Target will lower prices on thousands of everyday items to help customers save money and ensure it remains competitive, the retailer announced on Monday.

A total of 5,000 frequently shopped items will be reduced over the course of the summer, according to a company statement. It has already lowered prices on 1,500 of those products.

“We know consumers are feeling pressured to make the most of their budget, and Target is here to help them save more,” said Rick Gomez, executive vice president and chief food, essentials and beauty officer of Target, in a statement.

The announcement comes after inflation cooled somewhat in April, according to newly released data by the Bureau of Labor Statistics. Prices of goods and services rose last month but at a slightly slower pace.

But as the rate of annual inflation remains stubbornly above 3 percent, Americans continue to pull back on spending and are more selective in what they purchase. The median rise in monthly household spending dropped to 4.6 percent in April, the lowest reading in three years, according to data by the Federal Reserve.

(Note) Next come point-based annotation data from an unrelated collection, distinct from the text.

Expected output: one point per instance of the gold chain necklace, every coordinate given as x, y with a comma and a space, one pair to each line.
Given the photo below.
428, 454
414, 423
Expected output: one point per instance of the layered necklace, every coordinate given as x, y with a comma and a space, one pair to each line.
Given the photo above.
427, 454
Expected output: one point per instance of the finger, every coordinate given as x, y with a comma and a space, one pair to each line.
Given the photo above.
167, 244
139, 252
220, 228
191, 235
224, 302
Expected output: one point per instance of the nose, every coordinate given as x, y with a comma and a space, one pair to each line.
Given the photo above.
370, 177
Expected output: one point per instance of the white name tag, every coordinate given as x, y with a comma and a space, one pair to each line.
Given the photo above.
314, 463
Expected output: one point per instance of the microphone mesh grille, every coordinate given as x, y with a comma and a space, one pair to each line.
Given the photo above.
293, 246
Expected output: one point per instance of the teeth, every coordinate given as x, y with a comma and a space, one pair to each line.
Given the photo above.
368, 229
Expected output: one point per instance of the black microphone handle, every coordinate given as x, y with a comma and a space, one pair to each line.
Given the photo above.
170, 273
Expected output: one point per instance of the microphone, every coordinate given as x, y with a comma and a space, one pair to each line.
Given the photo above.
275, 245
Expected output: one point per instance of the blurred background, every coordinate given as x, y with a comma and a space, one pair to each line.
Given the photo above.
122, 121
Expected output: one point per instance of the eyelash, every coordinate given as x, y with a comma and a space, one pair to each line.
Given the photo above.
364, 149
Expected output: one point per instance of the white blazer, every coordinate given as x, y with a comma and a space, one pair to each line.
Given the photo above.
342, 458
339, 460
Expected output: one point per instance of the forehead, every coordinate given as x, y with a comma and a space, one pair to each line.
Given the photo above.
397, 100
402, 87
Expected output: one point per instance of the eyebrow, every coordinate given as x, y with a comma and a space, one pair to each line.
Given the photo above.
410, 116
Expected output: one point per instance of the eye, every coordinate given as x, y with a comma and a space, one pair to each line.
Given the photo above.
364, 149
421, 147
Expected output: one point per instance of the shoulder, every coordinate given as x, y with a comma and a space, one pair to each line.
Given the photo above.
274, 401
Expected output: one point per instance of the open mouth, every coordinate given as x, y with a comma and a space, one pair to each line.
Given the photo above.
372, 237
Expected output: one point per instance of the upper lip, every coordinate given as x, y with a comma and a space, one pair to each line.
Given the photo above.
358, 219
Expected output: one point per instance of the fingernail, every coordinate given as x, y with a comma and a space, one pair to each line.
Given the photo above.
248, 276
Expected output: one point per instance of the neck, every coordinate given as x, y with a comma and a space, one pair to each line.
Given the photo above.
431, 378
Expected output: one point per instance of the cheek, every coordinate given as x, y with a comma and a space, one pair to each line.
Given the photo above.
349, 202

“I do not price shop typically, however with prices consistently on the rise I will be checking out Target more,” said Kristen Fore, California mother, in a statement to NTD News.

“Reasonable prices on a few staple items will help,” she added.

Target’s lower prices will help save consumers millions of dollars on household staples and everyday items such as milk, fresh fruit, diapers, and pet food. The price reductions will be applied to Good and Gather and Everspring, Target’s popular house brands. According to the retailer, this will be helpful to families who are stocking up for Memorial Day and the Fourth of July, as well as students preparing to go back to school.

The retailer provided examples of items that will be reduced, including Clorox wipes, which normally cost $5.79 and will be reduced to $4.99. 16-count Huggies Baby Wipes are now 99 cents, a drop from $1.19.

However, other customers remain loyal to Target’s competitors, such as Walmart. The nation’s largest retailer reported strong quarterly sales last week as it continued to attract budget-conscious shoppers.

“I rarely shop Target. I don’t think this news will make me want to shop there,” according to California resident Robert Bennett.

“I still prefer getting essentials at Walmart,” Mr. Bennett said.

To cater to price-sensitive shoppers, Walmart is offering more of its popular “price rollbacks.” The temporary price cuts keep store traffic and sales strong, according to Doug McMillon, Walmart’s Chief Executive Officer.

“Our combination of everyday low prices plus a large number of rollbacks is resonating,” the executive recently told investors.

Meanwhile, in order to continue to compete with Walmart and dollar stores, Target recently created the budget-friendly Dealworthy brand. It also recently relaunched and expanded its everyday essentials brand up&up, which includes items mostly under $15.

The newly announced price cuts come after the retailer’s sluggish sales. In March, Target reported a 1.7 percent drop in sales for 2023, its first annual decline in seven years. The retailer is scheduled to release its first-quarter earnings on Wednesday.